Affaire Cassez : tensions diplomatiques entre Paris et Mexico
Les réactions se sont multipliées mardi après l'annonce du gouvernement mexicain de son retrait de l'année du Mexique en France, nouveau développement dans les tensions entre Paris et Mexico autour du sort de la Française Florence Cassez, condamnée à 60 ans de prison au Mexique pour des enlèvements dont elle se dit innocente.
La France est "déterminée à résoudre le problème humanitaire, grave, de Florence Cassez", a déclaré le président français Nicolas Sarkozy en marge d'un déplacement à Montmirail (Marne).
"Nous n'abandonnerons pas", a ajouté le chef de l'Etat. "Il faut garder son sang-froid et obtenir des résultats. C'est ce à quoi je vais m'employer maintenant."
Un peu plus tard, à l'Assemblée nationale, la ministre des Affaires étrangères Michèle Alliot-Marie a fait part de son "indignation".
La ministre a dit ne pas comprendre le rejet de la demande de transfèrement de Florence Cassez en France, en vertu de la convention de Strasbourg dont le Mexique est signataire. "Il s'agit d'une demande raisonnable permettant de trouver une solution humanitaire dans le cadre du droit et des conventions internationales."
"Bien sûr, il y a des différences entre nos systèmes juridiques. Mais c'est justement parce qu'il y a des différences que des conventions ont été établies", a-t-elle argumenté.
En fin de matinée, Mexico s'est dit "prêt" à participer à l'année du Mexique en France, uniquement si Paris renonce à établir un lien avec l'affaire Florence Cassez.
Pour l'ambassadeur du Mexique en France Carlos de Icaza, la France a décidé de "façon unilatérale" et "sans consultation" de changer "les conditions de l'année du Mexique" en la dédiant "à une personne qui a été jugée et condamnée pour des délits particulièrement graves".

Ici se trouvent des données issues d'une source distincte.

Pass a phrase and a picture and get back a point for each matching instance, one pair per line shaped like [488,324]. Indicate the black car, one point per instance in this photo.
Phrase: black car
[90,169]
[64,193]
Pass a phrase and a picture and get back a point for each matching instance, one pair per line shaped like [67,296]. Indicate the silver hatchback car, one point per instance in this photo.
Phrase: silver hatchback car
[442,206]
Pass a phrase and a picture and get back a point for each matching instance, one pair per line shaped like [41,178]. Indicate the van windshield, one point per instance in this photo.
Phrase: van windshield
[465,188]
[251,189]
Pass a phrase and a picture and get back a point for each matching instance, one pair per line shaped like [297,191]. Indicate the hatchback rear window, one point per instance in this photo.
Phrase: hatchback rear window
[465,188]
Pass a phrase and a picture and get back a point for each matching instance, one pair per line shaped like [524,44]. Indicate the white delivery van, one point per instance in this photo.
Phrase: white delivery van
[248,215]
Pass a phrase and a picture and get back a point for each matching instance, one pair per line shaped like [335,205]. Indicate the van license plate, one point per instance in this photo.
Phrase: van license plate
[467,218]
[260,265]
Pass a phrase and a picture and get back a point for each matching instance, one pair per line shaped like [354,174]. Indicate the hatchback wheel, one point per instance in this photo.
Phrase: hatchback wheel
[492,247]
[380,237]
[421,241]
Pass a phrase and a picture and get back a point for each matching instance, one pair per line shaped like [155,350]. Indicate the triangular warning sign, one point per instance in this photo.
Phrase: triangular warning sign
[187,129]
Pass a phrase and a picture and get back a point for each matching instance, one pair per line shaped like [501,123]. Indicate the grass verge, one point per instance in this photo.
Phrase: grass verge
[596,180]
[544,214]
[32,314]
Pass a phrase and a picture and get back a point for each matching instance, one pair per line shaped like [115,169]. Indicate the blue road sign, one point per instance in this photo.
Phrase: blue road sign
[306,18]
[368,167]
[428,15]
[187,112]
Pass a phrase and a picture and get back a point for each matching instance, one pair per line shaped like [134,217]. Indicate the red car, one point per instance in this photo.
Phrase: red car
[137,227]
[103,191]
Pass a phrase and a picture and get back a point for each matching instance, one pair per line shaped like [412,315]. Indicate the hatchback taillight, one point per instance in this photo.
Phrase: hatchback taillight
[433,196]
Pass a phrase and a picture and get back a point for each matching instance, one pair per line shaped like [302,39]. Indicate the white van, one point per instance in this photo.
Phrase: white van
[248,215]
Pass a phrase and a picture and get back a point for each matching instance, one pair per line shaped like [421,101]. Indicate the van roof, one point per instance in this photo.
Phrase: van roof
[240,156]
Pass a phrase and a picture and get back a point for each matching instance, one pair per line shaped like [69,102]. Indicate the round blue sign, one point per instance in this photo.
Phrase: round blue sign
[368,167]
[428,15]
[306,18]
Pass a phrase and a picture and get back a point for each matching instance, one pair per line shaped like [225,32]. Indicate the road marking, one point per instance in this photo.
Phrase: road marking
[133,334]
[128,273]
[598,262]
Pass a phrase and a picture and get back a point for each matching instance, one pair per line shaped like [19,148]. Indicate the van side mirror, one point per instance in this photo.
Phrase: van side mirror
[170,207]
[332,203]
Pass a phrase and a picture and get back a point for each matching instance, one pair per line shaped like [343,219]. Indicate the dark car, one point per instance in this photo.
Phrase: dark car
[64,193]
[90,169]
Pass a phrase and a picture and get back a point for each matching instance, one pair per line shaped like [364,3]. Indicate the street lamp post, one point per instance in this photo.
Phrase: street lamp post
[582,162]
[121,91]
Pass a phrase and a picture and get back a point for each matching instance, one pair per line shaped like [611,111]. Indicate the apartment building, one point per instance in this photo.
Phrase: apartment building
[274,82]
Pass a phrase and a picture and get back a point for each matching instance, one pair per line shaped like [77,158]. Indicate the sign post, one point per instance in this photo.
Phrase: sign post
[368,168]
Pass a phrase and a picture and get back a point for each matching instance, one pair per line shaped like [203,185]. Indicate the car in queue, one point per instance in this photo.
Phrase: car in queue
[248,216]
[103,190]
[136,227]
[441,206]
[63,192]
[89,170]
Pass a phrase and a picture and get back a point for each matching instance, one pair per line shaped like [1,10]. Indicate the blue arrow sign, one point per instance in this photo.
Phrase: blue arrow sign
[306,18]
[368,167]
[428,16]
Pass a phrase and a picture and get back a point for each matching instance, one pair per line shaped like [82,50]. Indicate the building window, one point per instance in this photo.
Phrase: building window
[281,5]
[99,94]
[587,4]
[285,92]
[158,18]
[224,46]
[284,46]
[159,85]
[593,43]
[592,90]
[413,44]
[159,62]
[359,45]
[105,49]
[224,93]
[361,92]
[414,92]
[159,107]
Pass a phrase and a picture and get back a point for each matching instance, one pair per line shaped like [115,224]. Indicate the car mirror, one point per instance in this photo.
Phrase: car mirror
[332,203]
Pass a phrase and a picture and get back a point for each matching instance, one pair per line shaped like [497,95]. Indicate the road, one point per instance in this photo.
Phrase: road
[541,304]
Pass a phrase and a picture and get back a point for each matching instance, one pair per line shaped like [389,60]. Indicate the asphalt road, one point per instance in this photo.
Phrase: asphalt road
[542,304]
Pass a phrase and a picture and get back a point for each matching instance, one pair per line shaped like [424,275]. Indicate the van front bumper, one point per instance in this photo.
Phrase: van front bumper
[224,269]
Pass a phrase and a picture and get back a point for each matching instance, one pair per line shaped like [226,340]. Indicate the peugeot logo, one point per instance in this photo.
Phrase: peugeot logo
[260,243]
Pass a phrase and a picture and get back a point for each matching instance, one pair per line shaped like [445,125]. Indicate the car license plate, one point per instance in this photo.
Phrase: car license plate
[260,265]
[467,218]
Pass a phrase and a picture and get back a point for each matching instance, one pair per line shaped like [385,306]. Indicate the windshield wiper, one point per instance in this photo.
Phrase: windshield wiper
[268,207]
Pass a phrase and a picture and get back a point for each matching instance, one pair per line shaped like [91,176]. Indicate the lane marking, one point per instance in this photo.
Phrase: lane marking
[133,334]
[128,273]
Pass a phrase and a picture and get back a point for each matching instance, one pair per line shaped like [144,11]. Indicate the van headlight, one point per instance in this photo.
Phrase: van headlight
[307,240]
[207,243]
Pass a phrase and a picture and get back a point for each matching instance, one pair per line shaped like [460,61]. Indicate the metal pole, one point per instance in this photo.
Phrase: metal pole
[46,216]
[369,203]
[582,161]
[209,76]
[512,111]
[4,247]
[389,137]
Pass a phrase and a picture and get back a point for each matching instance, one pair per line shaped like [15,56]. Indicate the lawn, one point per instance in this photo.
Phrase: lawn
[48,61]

"Nous sommes prêts à participer à l'année du Mexique si les conditions (initiales, NDLR) qui ont été établies par le gouvernement français sont respectées", a-t-il expliqué devant les journalistes.
En ce qui concerne le transfèrement de Florence Cassez en France, l'ambassadeur a fermement rejeté cette hypothèse: "n'ayant pas reçu l'assurance formelle de la France que la peine sera effectuée en totalité, à notre avis, la convention n'est pas applicable".
Le ministère mexicain des Affaires étrangères a annoncé lundi soir le retrait de son pays de l'année du Mexique en France. Dans un communiqué, il précise qu'il "ne permettra pas que ses artistes et créateurs, ni ses hommes d'affaires et autres participants à ce programme, soient exposés" aux tensions entourant le cas de Florence Cassez.
Une réaction intervenue après les déclarations de Nicolas Sarkozy, qui a décidé lundi de maintenir l'année du Mexique en France tout en souhaitant que cette manifestation soit l'occasion d'attirer l'attention sur le sort de Florence Cassez, dont le recours en cassation a été rejeté la semaine dernière par la justice mexicaine.
La décision de Mexico a déclenché de nombreuses réactions en France, le ministre de la Culture Frédéric Mitterrand allant jusqu'à parler d'"affaire d'Etat".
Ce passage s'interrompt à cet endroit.